Blackstone Inc. and the wealthy individuals invested in its private real estate fund are getting a real-time lesson in the potential pitfalls of bringing retail investors into illiquid funds.
Customers lined up at Blackstone's door this fall to withdraw money from nontraded real estate investment trust Blackstone Real Estate Income Trust Inc., or BREIT, pushing stock repurchase requests beyond monthly limits in both October and November. After calls for cash also hit their limit for the quarter, Blackstone on Dec. 1 did just what it promised to do in the fine print of BREIT's marketing materials and closed the gates on the fund.
Investors could get part of their money back but would have to wait for the rest. In trading that same day, Blackstone shares declined close to 7.1%.
"I do think it will be an educational experience for everyone involved," said Chris Kotowski, a senior analyst at Oppenheimer & Co.
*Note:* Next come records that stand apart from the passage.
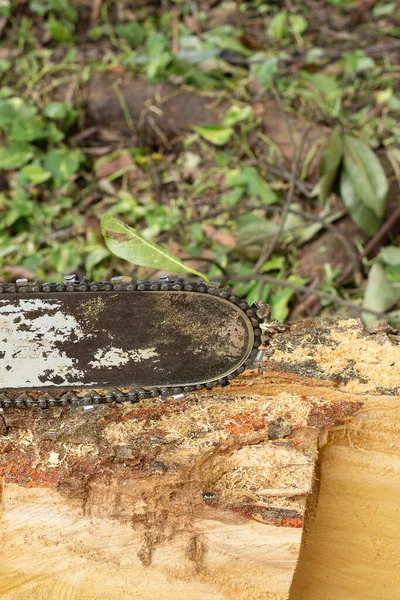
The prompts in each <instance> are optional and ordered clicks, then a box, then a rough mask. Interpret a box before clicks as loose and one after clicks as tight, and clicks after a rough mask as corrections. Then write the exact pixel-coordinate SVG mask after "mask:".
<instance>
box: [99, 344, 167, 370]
mask: <svg viewBox="0 0 400 600" xmlns="http://www.w3.org/2000/svg"><path fill="white" fill-rule="evenodd" d="M156 356H158V353H157V352H156V349H155V348H143V349H140V348H134V349H132V350H123V348H112V347H110V348H107V349H103V348H100V349H99V350H97V352H96V353H95V355H94V360H91V361H90V362H89V366H91V367H94V368H102V369H104V368H106V369H111V368H112V367H118V366H120V365H124V364H126V363H127V362H129V361H133V362H142V361H143V360H146V359H148V358H155V357H156Z"/></svg>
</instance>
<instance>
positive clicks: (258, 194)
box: [226, 166, 277, 205]
mask: <svg viewBox="0 0 400 600" xmlns="http://www.w3.org/2000/svg"><path fill="white" fill-rule="evenodd" d="M226 182H227V185H228V186H229V187H236V186H239V187H242V186H244V187H246V189H247V193H248V194H249V196H253V197H258V198H260V199H261V200H262V201H263V204H266V205H270V204H275V202H276V201H277V196H276V194H275V192H273V191H272V190H271V188H270V187H269V185H268V184H267V182H266V181H265V180H264V179H263V178H262V177H261V175H260V174H259V173H258V171H257V169H256V168H255V167H249V166H244V167H242V168H241V169H233V170H232V171H228V173H227V175H226Z"/></svg>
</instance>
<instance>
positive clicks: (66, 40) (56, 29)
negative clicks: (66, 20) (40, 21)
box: [46, 16, 75, 42]
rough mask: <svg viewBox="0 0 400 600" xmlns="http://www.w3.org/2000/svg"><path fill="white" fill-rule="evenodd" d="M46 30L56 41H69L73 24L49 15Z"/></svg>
mask: <svg viewBox="0 0 400 600" xmlns="http://www.w3.org/2000/svg"><path fill="white" fill-rule="evenodd" d="M46 26H47V31H48V32H49V34H50V35H51V37H52V38H53V40H55V41H56V42H70V41H71V40H72V38H73V33H74V29H75V28H74V25H73V24H72V23H71V22H70V21H64V20H60V19H56V18H54V17H53V16H50V18H49V20H48V21H47V24H46Z"/></svg>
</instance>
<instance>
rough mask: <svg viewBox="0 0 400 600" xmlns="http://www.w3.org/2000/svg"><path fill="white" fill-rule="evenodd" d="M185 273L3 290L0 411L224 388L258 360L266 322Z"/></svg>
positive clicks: (11, 286) (91, 408) (227, 289)
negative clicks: (138, 278) (232, 380)
mask: <svg viewBox="0 0 400 600" xmlns="http://www.w3.org/2000/svg"><path fill="white" fill-rule="evenodd" d="M257 311H258V305H257V304H253V305H251V306H250V305H249V304H248V303H247V302H246V301H245V300H243V299H242V298H240V297H239V296H237V295H236V294H234V293H233V292H232V290H231V289H230V288H227V287H220V285H219V284H218V283H217V282H210V283H209V284H205V283H203V282H200V283H197V282H192V281H187V280H184V279H183V278H182V277H181V276H178V277H171V276H169V275H165V276H164V275H162V276H160V278H159V279H158V280H151V281H136V280H134V279H131V278H126V277H114V278H112V279H111V280H110V281H102V282H90V281H89V280H88V279H87V278H85V277H84V278H77V277H76V276H75V275H68V276H66V277H65V278H64V282H62V283H39V282H29V281H28V280H27V279H18V280H17V281H16V282H15V283H9V284H2V285H0V410H4V409H5V408H30V407H39V408H42V409H48V408H51V407H55V406H71V405H72V406H82V407H83V408H84V410H88V411H89V410H93V409H94V407H95V406H96V405H98V404H108V403H111V402H117V403H120V402H125V401H128V402H131V403H136V402H139V401H141V400H143V399H146V398H157V397H161V399H163V400H166V399H167V398H169V397H173V398H174V399H180V398H183V397H184V395H185V394H187V393H189V392H193V391H198V390H202V389H211V388H213V387H214V386H217V385H218V386H227V385H229V382H230V381H231V380H232V379H234V378H235V377H236V376H237V375H239V374H240V373H242V372H243V371H244V370H245V369H246V368H255V365H254V361H255V360H260V359H261V358H262V352H260V351H259V347H260V344H261V328H260V325H261V323H262V319H261V318H260V317H259V315H258V313H257Z"/></svg>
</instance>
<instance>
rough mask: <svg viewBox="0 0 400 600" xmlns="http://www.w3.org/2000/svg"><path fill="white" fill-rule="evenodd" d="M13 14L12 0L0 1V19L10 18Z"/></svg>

Inc., referring to Blackstone, the investors in BREIT and the financial advisers who put them there.
Blackstone describes BREIT as "generally illiquid," capping redemptions at 2% of the fund's net asset value per month and 5% per quarter. But the surge in withdrawal requests raises questions around whether that was fully understood by investors and financial advisers, who may now be feeling chastened by the experience, Kotowski suggested.
"Are the financial advisers as likely to recommend vehicles like BREIT in the future, given that the gates actually went up?" Kotowski asked.
That is a critical question for Blackstone and some of its peers, who in recent years sought to expand retail access to private funds. Until recently, Kotowski noted, access was limited to institutional investors like foundations and public pension funds.
Fast rise
Blackstone COO Jonathan Gray earlier this year estimated the world's population of millionaires held $80 trillion in investable wealth but had just 1% to 2% of that total invested in alternative assets. Gray went on to suggest that Blackstone's private credit and private real estate funds would be particularly appealing to those investors at a time of rising interest rates.
That appeal translated into a fundraising bonanza. According to data from Robert A. Stanger & Co. Inc., investors poured nearly $25.6 billion into BREIT in the 12 months leading to Sept. 30.
"When you look at the incredibly rapid pace at which BREIT grew, you wonder, was there some irrational exuberance in that?" Kotowski said.
BREIT was sold to retail investors via wirehouses, which typically only offered the product to investors with the income and wealth characteristics of accredited investors, said Stanger CEO Kevin Gannon. Access to other types of private funds is limited to accredited investors under U.S. SEC regulations.
In the roughly five years since its 2017 launch, BREIT amassed more than 5,000 properties. Its $70.4 billion net asset value as of Sept. 30 represented 68% year-over-year growth, according to S&P Global Market Intelligence data.
Industrial properties and rental housing comprise the bulk of the portfolio, and investments are concentrated in the Sunbelt, where job and population growth pace above the national average in the U.S., according to BREIT.
"They built a sound portfolio," Gannon said.
Looking for an exit
So why did investors want out?
Through the 10 months leading to Oct. 31, class 1 BREIT shares were up 9.3%, according to Stanger, a period when the total return performance of the S&P 500 declined 17.7%. Gannon suggested investors aiming to adjust their investment portfolios naturally turned to BREIT because of its outperformance.
"A good chunk of investors in BREIT came from Asia," Gannon added. "The dollar was so strong, they picked up probably another 10% on their money."
Gannon said some investors may have wanted out of BREIT because they saw unwelcome changes coming to the real estate market. Rising interest rates will make debt on REIT portfolios more expensive as it gets refinanced, the CEO said, adding that some investors may believe nontraded REITs are overdue for a markdown now that publicly traded REITs are trading around a 20% discount to NAV.
In a statement, Blackstone maintained that the performance of BREIT remained "rock solid," adding that a portfolio weighted to logistics and rental housing in the Sunbelt was "well positioned for the future."
Still, investor flow out of nontraded REITs is not limited to BREIT, a sign of more widespread concern. Its next-largest peer, Starwood Property Trust Inc., acted to slow redemptions within days of BREIT, Barron's reported.
Paying out
The same day BREIT gated redemptions, it also announced the planned sale of its 49.9% stake in two Las Vegas casinos, a deal expected to generate close to $1.3 billion. Both Gannon and Kotowski said BREIT should have little trouble producing the cash it needs to pay out investors.
Gannon noted that Blackstone fulfilled BREIT redemptions exceeding $3 billion last quarter and is on track to do it again this quarter, describing the figures as "staggering."
"It's mind-blowing how big that is, and they did exactly what they said they were going to do and met the redemptions of up to 5% per quarter. To me, you've got to tip your hat to them," Gannon said. "If people don't like the fact they got prorated, well, that's the deal they signed up for."